Oh, if only you knew, I thought wryly.
“You were at odds with the High-Chief today.”
“Were at odds?”
“Are,” she amended.
“That’s more like it.”
“He was only doing what he judged best for you.”
I drew my feet up under me on the bed. “So acting like a jerk toward me all day was for my own good? Hmmm…that’s a new one on me.”
“Jerk?” she echoed, her green eyes twinkling mischievously.
“Yeah, jerk. It’s basically somebody who’s arrogant, mean, or rude. Not that the High-Chief has ever been the nicest of people,” I said sourly, “but he was way worse today than he’s been in a long time. And you didn’t even stick up for me,” I added, hurt in my voice. “What’s up with that? I thought you were my friend.”

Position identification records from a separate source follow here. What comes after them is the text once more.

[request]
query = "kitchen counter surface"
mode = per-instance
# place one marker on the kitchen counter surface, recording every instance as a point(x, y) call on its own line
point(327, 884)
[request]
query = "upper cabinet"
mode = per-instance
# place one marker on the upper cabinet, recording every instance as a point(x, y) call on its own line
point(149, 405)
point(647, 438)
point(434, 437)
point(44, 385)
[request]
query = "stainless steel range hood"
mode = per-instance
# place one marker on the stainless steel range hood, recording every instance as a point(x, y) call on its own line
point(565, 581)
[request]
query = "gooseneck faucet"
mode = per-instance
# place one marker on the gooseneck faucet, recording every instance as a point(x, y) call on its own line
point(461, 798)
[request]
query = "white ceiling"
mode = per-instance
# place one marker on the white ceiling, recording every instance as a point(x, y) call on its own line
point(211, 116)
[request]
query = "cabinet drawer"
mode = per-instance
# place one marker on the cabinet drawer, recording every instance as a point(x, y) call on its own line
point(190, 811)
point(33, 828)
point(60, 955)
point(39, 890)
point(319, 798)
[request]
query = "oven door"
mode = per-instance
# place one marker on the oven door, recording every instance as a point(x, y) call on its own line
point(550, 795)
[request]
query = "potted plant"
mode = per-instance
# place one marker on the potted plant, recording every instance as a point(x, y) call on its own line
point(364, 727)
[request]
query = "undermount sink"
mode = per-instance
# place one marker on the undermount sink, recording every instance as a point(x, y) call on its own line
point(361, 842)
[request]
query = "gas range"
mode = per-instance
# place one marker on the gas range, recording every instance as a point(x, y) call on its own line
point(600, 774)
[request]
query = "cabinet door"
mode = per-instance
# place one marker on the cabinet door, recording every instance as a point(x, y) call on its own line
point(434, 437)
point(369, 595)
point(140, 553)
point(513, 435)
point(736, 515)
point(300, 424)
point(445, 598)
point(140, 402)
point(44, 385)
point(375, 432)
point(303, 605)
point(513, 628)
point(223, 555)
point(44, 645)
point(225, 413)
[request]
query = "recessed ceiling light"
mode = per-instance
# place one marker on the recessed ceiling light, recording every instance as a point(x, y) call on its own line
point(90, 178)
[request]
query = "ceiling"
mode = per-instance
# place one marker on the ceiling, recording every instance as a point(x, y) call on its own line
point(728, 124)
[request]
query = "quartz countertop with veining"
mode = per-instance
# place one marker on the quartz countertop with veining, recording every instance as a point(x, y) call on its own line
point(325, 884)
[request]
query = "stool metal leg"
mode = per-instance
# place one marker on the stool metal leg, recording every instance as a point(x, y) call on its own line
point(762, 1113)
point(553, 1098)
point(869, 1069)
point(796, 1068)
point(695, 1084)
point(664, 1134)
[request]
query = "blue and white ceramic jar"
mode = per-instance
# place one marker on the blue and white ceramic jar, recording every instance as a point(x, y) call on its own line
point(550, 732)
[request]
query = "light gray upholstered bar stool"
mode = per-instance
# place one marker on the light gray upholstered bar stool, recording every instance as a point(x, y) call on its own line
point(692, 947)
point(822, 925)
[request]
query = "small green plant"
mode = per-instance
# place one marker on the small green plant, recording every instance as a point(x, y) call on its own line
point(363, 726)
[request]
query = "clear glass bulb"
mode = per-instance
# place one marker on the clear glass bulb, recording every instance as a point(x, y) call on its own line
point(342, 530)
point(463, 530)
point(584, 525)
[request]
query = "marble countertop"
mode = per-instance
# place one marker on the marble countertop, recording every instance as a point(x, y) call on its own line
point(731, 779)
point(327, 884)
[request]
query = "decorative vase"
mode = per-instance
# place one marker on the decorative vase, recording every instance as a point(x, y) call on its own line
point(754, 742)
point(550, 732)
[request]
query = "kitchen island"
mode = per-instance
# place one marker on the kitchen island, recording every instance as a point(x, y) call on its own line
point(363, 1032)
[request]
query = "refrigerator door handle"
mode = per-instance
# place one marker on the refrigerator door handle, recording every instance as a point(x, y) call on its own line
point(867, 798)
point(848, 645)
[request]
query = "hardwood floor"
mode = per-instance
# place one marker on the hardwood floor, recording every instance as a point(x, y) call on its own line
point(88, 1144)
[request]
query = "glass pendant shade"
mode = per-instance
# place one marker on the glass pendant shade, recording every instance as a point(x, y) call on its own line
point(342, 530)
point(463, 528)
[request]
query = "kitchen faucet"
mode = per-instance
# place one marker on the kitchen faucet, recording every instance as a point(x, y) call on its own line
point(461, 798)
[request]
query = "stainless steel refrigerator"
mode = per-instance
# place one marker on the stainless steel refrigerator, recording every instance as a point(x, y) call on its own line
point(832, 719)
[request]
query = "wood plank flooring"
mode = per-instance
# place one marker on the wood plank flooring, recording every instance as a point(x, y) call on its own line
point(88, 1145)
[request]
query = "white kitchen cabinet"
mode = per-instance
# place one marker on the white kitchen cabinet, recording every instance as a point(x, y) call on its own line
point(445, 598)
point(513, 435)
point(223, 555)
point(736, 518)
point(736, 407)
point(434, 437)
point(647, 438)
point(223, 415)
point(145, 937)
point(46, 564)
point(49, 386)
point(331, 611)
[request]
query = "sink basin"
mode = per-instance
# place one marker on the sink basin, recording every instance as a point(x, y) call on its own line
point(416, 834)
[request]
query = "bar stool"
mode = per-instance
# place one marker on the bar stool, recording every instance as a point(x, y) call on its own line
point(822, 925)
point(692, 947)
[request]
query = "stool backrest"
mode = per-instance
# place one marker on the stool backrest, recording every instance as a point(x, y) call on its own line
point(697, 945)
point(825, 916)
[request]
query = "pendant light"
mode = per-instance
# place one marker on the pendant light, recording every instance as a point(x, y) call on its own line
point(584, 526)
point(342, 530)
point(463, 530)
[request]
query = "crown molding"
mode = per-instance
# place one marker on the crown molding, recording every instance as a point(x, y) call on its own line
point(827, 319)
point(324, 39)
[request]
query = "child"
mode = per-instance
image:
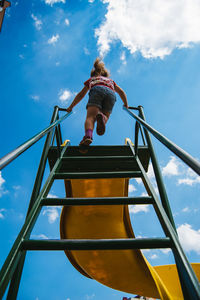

“So I am,” she declared softly.
“Then why’d you—”
“Sometimes,” the fairy cut in, “true friendship means doing what is best for another, even if it is not necessarily what your friend would like.”
“Oh, so you were in on it with him. For whatever reason, my closest friends have decided treating me like crap is for my own good. Wow, I mean, I feel so loved.”
“You would not listen to reason.”
“What reason?” I exploded, throwing my hands in the air. “I have no idea what you’re talking about!”
“No,” she agreed, unruffled as always, “I suppose you haven’t.”
I took a deep breath and counted to ten before daring to open my mouth. “Okay, so what reason are you talking about then?” I asked sweetly, with a fake smile and clenched teeth.